For example, confirmation of a cancer diagnosis is getting much easier. The New York Times reported that blood tests -- known as "liquid biopsies" -- have now been shown to generally match the results of a tumor biopsy. The blood tests look for DNA fragments from the tumor that signal its presence. The liquid biopsies are useful for both detecting the presence of a tumor and its ongoing monitoring.
The current generation of tests are not perfect, with as many as 15% of tumors not generating enough DNA to be detected, but they do offer the advantage of not requiring an invasive procedure. The expectation is that testing will get even better, allowing for earlier detection of more cancers, although the problems of both false positives and detection of tumors that would not end up harming the patient if left untreated remain.
The FDA has just given approval for one such test, and numerous companies are vying for position in the space -- STAT reports that some 38 companies in the US alone are working in it. With direct-to-consumer lab tests becoming more of an option, we may soon have more cancer diagnoses, with more decisions required about what needs to be treated versus just monitored, and, indeed, what is "cancer," since some tumors grow only very slowly or not at all.
Still, if we have a choice -- and we soon will in many cases -- most of us would probably opt for a blood test rather than a biopsy.
The concept of what constitutes a "test" itself is undergoing some broadening. Instead of an actual test, liquid or otherwise, Microsoft reported that they may be able to use your search history help determine if you have cancer, even before you or your doctor realize it. They think their approach can be extended to other serious illnesses, helping catch them at earlier stages.
The Microsoft researchers used search logs to identify people whose queries strongly suggested they'd been diagnosed with pancreatic cancer. Then they worked backwards on those people's search histories to determine what kind of queries were associated with the subsequent diagnosis. There may not have been any actual diagnostic tests or procedures done yet, possibly just searches on symptoms, but they found "signals" in the search history.
The method isn't perfect, but the researchers claim: "We find that we can identify 5 to 15 percent of cases while preserving extremely low false positive rates." They believe their false positives are on the order of 1 in 100,000, which compares very favorably to most actual diagnostic tests.
Gosh, if Bing can do that, imagine what Google could do
The researchers were quick to note that their research was only a proof of concept and that Microsoft has no plans to develop a product based on the discovery (which seems odd!). Instead, they wanted to get the medical community "excited" about the approach in hopes that it could end up being used as an early warning system for serious diseases.
Microsoft researchers had previously used search data to help identify unreported prescription drug side effects, and there was also the Google effort to use search data to help predict flu epidemics, which ended up not quite working out as planned, although the approach is far from dead. These examples all illustrate that artificial intelligence can use Big Data to find things out about our health that we might never have otherwise found, or found out too late.

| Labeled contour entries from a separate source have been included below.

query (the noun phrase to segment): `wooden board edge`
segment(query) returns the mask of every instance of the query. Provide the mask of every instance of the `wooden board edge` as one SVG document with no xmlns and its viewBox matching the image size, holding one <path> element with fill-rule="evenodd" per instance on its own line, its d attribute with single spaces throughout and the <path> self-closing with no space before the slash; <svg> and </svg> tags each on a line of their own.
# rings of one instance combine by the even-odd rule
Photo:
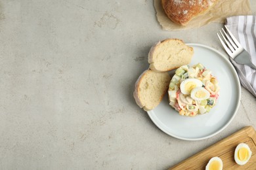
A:
<svg viewBox="0 0 256 170">
<path fill-rule="evenodd" d="M 226 141 L 227 141 L 227 140 L 232 139 L 233 137 L 238 135 L 240 133 L 244 134 L 244 135 L 249 137 L 256 145 L 256 131 L 251 126 L 245 126 L 245 127 L 242 128 L 239 131 L 234 132 L 234 133 L 231 134 L 230 136 L 228 136 L 228 137 L 219 141 L 219 142 L 217 142 L 216 143 L 212 144 L 211 146 L 202 150 L 202 151 L 199 152 L 198 153 L 194 154 L 193 156 L 189 157 L 187 159 L 185 159 L 184 160 L 181 162 L 180 163 L 178 163 L 177 164 L 175 165 L 174 166 L 169 168 L 168 170 L 171 170 L 173 169 L 178 167 L 181 165 L 183 164 L 185 162 L 186 162 L 190 159 L 193 159 L 194 157 L 196 157 L 196 156 L 200 155 L 200 154 L 203 153 L 203 152 L 205 152 L 205 150 L 206 150 L 207 149 L 210 149 L 211 148 L 213 148 L 216 145 L 221 144 L 221 143 L 226 142 Z"/>
</svg>

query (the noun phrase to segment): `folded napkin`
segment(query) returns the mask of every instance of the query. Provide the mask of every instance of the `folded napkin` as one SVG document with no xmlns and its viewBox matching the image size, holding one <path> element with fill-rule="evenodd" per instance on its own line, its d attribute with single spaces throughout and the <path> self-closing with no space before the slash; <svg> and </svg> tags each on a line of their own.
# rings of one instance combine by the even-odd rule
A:
<svg viewBox="0 0 256 170">
<path fill-rule="evenodd" d="M 238 16 L 226 18 L 226 26 L 251 55 L 256 65 L 256 16 Z M 256 97 L 256 70 L 237 63 L 230 58 L 235 67 L 242 86 Z"/>
</svg>

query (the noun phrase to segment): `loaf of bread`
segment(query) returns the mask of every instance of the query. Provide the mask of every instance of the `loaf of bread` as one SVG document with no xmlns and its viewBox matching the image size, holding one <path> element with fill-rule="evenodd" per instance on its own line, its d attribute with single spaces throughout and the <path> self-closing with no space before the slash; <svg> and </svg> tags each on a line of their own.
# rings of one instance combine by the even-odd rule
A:
<svg viewBox="0 0 256 170">
<path fill-rule="evenodd" d="M 175 23 L 186 26 L 194 18 L 203 14 L 217 0 L 161 0 L 163 8 Z"/>
<path fill-rule="evenodd" d="M 185 44 L 182 41 L 168 39 L 150 48 L 148 63 L 153 71 L 168 71 L 189 64 L 193 55 L 193 48 Z"/>
<path fill-rule="evenodd" d="M 167 72 L 144 71 L 136 82 L 133 94 L 137 105 L 146 111 L 154 109 L 167 92 L 170 81 Z"/>
</svg>

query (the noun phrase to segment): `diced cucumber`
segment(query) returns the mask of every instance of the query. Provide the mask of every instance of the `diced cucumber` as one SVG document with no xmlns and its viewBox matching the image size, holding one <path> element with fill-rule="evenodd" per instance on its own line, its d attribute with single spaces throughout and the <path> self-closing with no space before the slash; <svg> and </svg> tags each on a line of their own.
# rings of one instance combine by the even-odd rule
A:
<svg viewBox="0 0 256 170">
<path fill-rule="evenodd" d="M 209 99 L 207 99 L 207 105 L 212 106 L 214 104 L 215 98 L 209 97 Z"/>
<path fill-rule="evenodd" d="M 170 82 L 170 84 L 169 84 L 169 88 L 171 89 L 171 90 L 174 90 L 175 88 L 175 84 L 173 82 Z"/>
<path fill-rule="evenodd" d="M 202 75 L 203 76 L 207 76 L 207 75 L 209 75 L 211 73 L 211 71 L 209 70 L 205 70 L 203 72 Z"/>
<path fill-rule="evenodd" d="M 203 70 L 204 69 L 204 66 L 202 64 L 202 63 L 198 63 L 197 65 L 196 65 L 195 66 L 196 67 L 198 67 L 198 69 L 200 69 L 200 70 Z"/>
<path fill-rule="evenodd" d="M 207 100 L 202 100 L 201 101 L 200 105 L 201 106 L 206 106 L 207 104 Z"/>
<path fill-rule="evenodd" d="M 188 73 L 185 73 L 184 75 L 181 75 L 181 79 L 182 79 L 182 80 L 186 79 L 188 78 Z"/>
<path fill-rule="evenodd" d="M 209 112 L 211 109 L 211 107 L 209 106 L 209 105 L 206 105 L 205 107 L 205 110 L 206 110 L 206 112 Z"/>
<path fill-rule="evenodd" d="M 177 82 L 179 80 L 181 80 L 181 76 L 178 76 L 177 75 L 175 75 L 173 78 L 171 78 L 172 81 Z"/>
<path fill-rule="evenodd" d="M 185 73 L 185 71 L 181 68 L 179 68 L 176 70 L 175 74 L 177 75 L 178 76 L 181 76 Z"/>
</svg>

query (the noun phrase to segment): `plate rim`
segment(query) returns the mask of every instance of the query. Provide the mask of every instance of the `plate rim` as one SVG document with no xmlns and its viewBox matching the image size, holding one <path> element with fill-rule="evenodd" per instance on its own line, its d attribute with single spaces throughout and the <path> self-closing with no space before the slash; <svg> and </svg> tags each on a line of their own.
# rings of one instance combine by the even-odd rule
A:
<svg viewBox="0 0 256 170">
<path fill-rule="evenodd" d="M 238 99 L 236 101 L 236 108 L 234 112 L 234 114 L 232 114 L 232 117 L 230 118 L 230 119 L 227 122 L 227 123 L 221 127 L 221 128 L 216 131 L 215 133 L 213 133 L 212 134 L 210 134 L 209 135 L 206 135 L 205 137 L 194 137 L 194 138 L 190 138 L 190 137 L 180 137 L 180 136 L 178 136 L 178 135 L 174 135 L 174 134 L 172 134 L 171 133 L 166 131 L 165 129 L 164 129 L 164 128 L 163 128 L 160 124 L 156 122 L 156 120 L 154 120 L 153 118 L 154 118 L 154 116 L 150 114 L 150 111 L 152 110 L 149 110 L 149 111 L 147 111 L 147 113 L 149 116 L 149 117 L 150 118 L 151 120 L 154 123 L 154 124 L 159 128 L 162 131 L 165 132 L 166 134 L 170 135 L 170 136 L 172 136 L 175 138 L 177 138 L 177 139 L 182 139 L 182 140 L 184 140 L 184 141 L 200 141 L 200 140 L 203 140 L 203 139 L 208 139 L 208 138 L 210 138 L 211 137 L 213 137 L 215 135 L 216 135 L 217 134 L 219 133 L 221 131 L 223 131 L 230 123 L 233 120 L 233 119 L 234 118 L 234 117 L 236 116 L 237 112 L 238 112 L 238 109 L 240 107 L 240 101 L 241 101 L 241 84 L 240 84 L 240 80 L 239 79 L 239 76 L 238 75 L 238 73 L 235 69 L 235 68 L 234 67 L 233 65 L 231 63 L 231 62 L 228 60 L 228 58 L 226 58 L 225 57 L 225 56 L 221 53 L 220 52 L 219 52 L 218 50 L 217 50 L 216 49 L 212 48 L 212 47 L 210 47 L 209 46 L 206 46 L 206 45 L 204 45 L 204 44 L 199 44 L 199 43 L 186 43 L 186 44 L 187 44 L 188 46 L 200 46 L 200 47 L 203 47 L 203 48 L 207 48 L 211 51 L 213 51 L 214 52 L 216 52 L 217 54 L 218 54 L 220 56 L 221 56 L 221 58 L 223 59 L 224 59 L 225 60 L 225 62 L 227 63 L 227 65 L 228 65 L 230 66 L 230 69 L 231 69 L 231 71 L 233 73 L 233 75 L 234 76 L 235 76 L 236 78 L 236 85 L 238 86 Z"/>
</svg>

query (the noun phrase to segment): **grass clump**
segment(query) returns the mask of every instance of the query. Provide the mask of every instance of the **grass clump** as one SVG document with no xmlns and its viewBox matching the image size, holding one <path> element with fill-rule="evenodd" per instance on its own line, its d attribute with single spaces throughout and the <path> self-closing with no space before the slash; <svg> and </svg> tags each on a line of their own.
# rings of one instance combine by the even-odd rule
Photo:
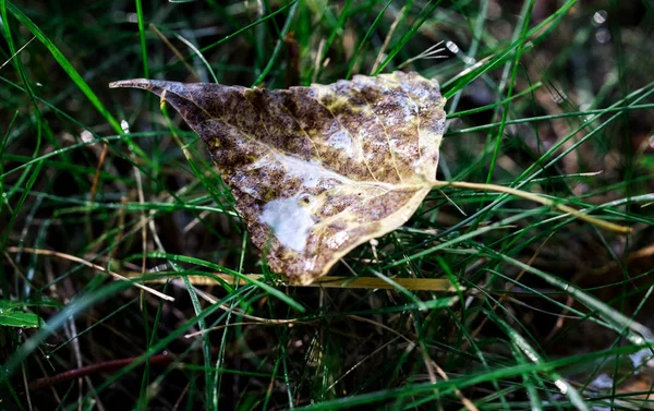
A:
<svg viewBox="0 0 654 411">
<path fill-rule="evenodd" d="M 652 407 L 653 10 L 0 1 L 1 408 Z M 197 136 L 107 87 L 400 67 L 448 97 L 440 180 L 548 202 L 434 190 L 331 273 L 362 288 L 280 285 Z"/>
</svg>

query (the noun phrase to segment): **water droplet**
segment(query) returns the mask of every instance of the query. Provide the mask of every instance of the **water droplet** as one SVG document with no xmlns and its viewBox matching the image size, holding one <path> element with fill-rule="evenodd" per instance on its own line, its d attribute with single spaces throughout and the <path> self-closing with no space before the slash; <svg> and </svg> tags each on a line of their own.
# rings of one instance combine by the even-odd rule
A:
<svg viewBox="0 0 654 411">
<path fill-rule="evenodd" d="M 595 12 L 595 14 L 593 14 L 593 22 L 597 25 L 603 24 L 604 22 L 606 22 L 606 10 L 600 10 L 598 12 Z"/>
</svg>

One of these days you may be typing in a search and Cortana politely but firmly might suggest that you better see a doctor for a specific potential diagnosis. It might even set up a Skype call with a specialist for you.

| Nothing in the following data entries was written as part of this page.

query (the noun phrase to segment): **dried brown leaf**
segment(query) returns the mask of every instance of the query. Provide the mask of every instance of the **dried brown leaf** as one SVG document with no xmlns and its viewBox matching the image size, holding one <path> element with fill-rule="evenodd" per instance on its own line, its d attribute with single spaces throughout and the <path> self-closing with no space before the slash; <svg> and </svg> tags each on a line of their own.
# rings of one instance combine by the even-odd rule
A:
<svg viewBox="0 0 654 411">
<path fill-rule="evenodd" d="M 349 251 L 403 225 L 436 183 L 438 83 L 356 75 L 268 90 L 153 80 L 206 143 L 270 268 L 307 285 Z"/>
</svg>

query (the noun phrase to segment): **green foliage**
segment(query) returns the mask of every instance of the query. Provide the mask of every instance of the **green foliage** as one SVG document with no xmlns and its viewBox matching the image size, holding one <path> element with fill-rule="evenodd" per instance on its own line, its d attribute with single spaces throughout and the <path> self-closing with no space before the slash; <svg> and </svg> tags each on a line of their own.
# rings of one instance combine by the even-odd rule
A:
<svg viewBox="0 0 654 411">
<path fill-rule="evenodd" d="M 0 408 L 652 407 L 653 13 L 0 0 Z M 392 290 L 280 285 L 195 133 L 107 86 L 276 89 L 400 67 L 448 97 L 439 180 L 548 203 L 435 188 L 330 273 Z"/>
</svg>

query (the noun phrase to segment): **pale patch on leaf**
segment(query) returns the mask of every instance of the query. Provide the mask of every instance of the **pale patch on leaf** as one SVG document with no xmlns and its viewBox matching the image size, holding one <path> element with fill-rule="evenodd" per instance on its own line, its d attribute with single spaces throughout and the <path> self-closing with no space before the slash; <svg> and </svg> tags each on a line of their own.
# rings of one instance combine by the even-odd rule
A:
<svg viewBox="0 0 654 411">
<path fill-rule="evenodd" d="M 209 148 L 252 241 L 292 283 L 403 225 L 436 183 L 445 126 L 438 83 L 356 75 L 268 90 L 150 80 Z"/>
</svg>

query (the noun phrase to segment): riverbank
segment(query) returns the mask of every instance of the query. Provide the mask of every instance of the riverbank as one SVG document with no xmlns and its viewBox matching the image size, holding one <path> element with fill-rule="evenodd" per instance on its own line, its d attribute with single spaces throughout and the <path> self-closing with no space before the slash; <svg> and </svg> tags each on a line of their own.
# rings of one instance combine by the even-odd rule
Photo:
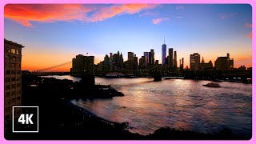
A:
<svg viewBox="0 0 256 144">
<path fill-rule="evenodd" d="M 38 78 L 40 79 L 40 78 Z M 216 134 L 202 134 L 163 127 L 147 135 L 133 134 L 127 130 L 129 123 L 118 123 L 103 119 L 70 102 L 70 100 L 89 98 L 66 86 L 74 84 L 67 80 L 53 80 L 44 86 L 23 87 L 22 106 L 39 106 L 39 133 L 13 134 L 11 129 L 5 134 L 6 139 L 53 139 L 53 140 L 194 140 L 194 139 L 250 139 L 250 136 L 236 135 L 223 129 Z M 26 79 L 22 79 L 26 83 Z M 46 82 L 47 83 L 47 82 Z M 22 84 L 22 86 L 26 86 Z"/>
</svg>

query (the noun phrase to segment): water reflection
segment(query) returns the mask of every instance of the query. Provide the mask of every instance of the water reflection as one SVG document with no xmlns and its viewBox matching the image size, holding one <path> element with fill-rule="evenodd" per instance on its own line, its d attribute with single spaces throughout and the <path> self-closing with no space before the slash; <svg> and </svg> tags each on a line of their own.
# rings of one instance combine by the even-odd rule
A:
<svg viewBox="0 0 256 144">
<path fill-rule="evenodd" d="M 142 134 L 170 126 L 204 133 L 223 128 L 251 134 L 251 84 L 226 82 L 221 88 L 202 86 L 207 81 L 97 78 L 111 84 L 124 97 L 72 101 L 110 121 L 128 122 L 131 132 Z"/>
</svg>

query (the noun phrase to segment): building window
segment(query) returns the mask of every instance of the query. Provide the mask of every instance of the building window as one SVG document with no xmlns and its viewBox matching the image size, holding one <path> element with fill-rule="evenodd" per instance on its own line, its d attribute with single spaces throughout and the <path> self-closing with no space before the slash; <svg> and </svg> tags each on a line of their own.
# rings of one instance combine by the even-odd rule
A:
<svg viewBox="0 0 256 144">
<path fill-rule="evenodd" d="M 16 93 L 15 91 L 12 91 L 12 92 L 11 92 L 11 96 L 15 96 L 15 95 L 16 95 L 15 93 Z"/>
<path fill-rule="evenodd" d="M 10 74 L 10 70 L 6 70 L 6 74 Z"/>
<path fill-rule="evenodd" d="M 10 48 L 6 47 L 6 53 L 10 53 Z"/>
<path fill-rule="evenodd" d="M 7 100 L 6 100 L 6 104 L 7 104 L 7 105 L 10 105 L 10 99 L 7 99 Z"/>
<path fill-rule="evenodd" d="M 15 88 L 16 87 L 16 85 L 15 84 L 12 84 L 11 85 L 11 88 Z"/>
<path fill-rule="evenodd" d="M 10 87 L 10 85 L 6 85 L 6 90 L 9 90 Z"/>
<path fill-rule="evenodd" d="M 9 97 L 10 97 L 10 92 L 6 93 L 6 98 L 9 98 Z"/>
<path fill-rule="evenodd" d="M 17 90 L 17 95 L 21 94 L 21 90 Z"/>
<path fill-rule="evenodd" d="M 11 66 L 10 66 L 12 68 L 15 68 L 15 63 L 11 63 Z"/>
<path fill-rule="evenodd" d="M 10 60 L 10 56 L 6 54 L 6 55 L 5 55 L 5 58 L 6 58 L 6 60 Z"/>
<path fill-rule="evenodd" d="M 6 67 L 10 67 L 10 63 L 9 62 L 6 62 Z"/>
<path fill-rule="evenodd" d="M 10 50 L 11 54 L 16 54 L 16 50 L 15 49 L 11 49 Z"/>
<path fill-rule="evenodd" d="M 11 70 L 11 74 L 16 74 L 16 70 Z"/>
<path fill-rule="evenodd" d="M 9 101 L 10 101 L 10 100 L 9 100 Z M 6 113 L 10 113 L 10 107 L 6 107 L 5 111 L 6 111 Z"/>
<path fill-rule="evenodd" d="M 6 82 L 10 82 L 10 78 L 6 78 Z"/>
<path fill-rule="evenodd" d="M 11 98 L 11 102 L 12 102 L 12 103 L 15 102 L 15 101 L 16 101 L 16 100 L 15 100 L 15 98 Z"/>
<path fill-rule="evenodd" d="M 15 81 L 15 79 L 16 79 L 15 77 L 12 77 L 12 78 L 11 78 L 11 82 Z"/>
<path fill-rule="evenodd" d="M 11 58 L 11 60 L 16 61 L 16 57 L 13 56 L 13 57 Z"/>
</svg>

Some of the most intriguing changes to testing relate not to diagnostic tests, but to clinical trials. Researchers at the Lawrence Livermore National Laboratory are developing a "human-on-a-chip" that they hope could predict the impact of drugs, viruses, or toxins on humans. The chip, known as iCHIP, essentially models the workings of human biological systems -- currently the central nervous system, peripheral nervous system, the blood-brain barrier, and the heart. Actual cells, such as neurons, are seeded on a chip, and microelectrodes can do real-time monitoring of electronic signals from them.
The hope is that use of iCHIP will lessen or even eliminate the need for animal or even human testing. Use of animals for testing (particularly for cosmetics) has become highly controversial, even banned in some cases. Congress is close to passing a bill that would encourage the use of alternatives to animal testing.
There are both ethical and efficacy questions with animal testing, so iCHIP may be an idea whose time has come. Indeed, iCHIP's principal investigator boldly says: "The ultimate goal is to fully represent the human body," integrating all the biological systems together to create a "complete testing platform."
Chimpanzees everywhere may be breathing a sigh of relief.
If Microsoft is using Big Data to take the place of many standard diagnostic tests, a company called Insilico Medicine is trying to do the same with clinical trials. They use deep learning and artificial intelligence to predict how a drug will impact human cells, rather than relying on animal trials.
Alex Zhavoronkov, Insilico's CEO, believes that:
"...animal testing is not very representative of what the human outcome will be...We need something better, and something better is creating a virtual human to simulate the activity of many drugs on many tissues at once. That can only be done using really deep data."Creating a "virtual human" or putting all the human biological systems on chips are ambitious goals, especially given our increased recognition of both the complexity and importance of our microbiome (whose cells outnumber ours). On the other hand, no one is particularly happy with the cost and timeliness of clinical trials, animal or human, and identifying health issues sooner and less invasively is certainly desirable.
OK, so maybe we're not getting a tricoder anytime soon, but, all in all, we're making real progress on testing.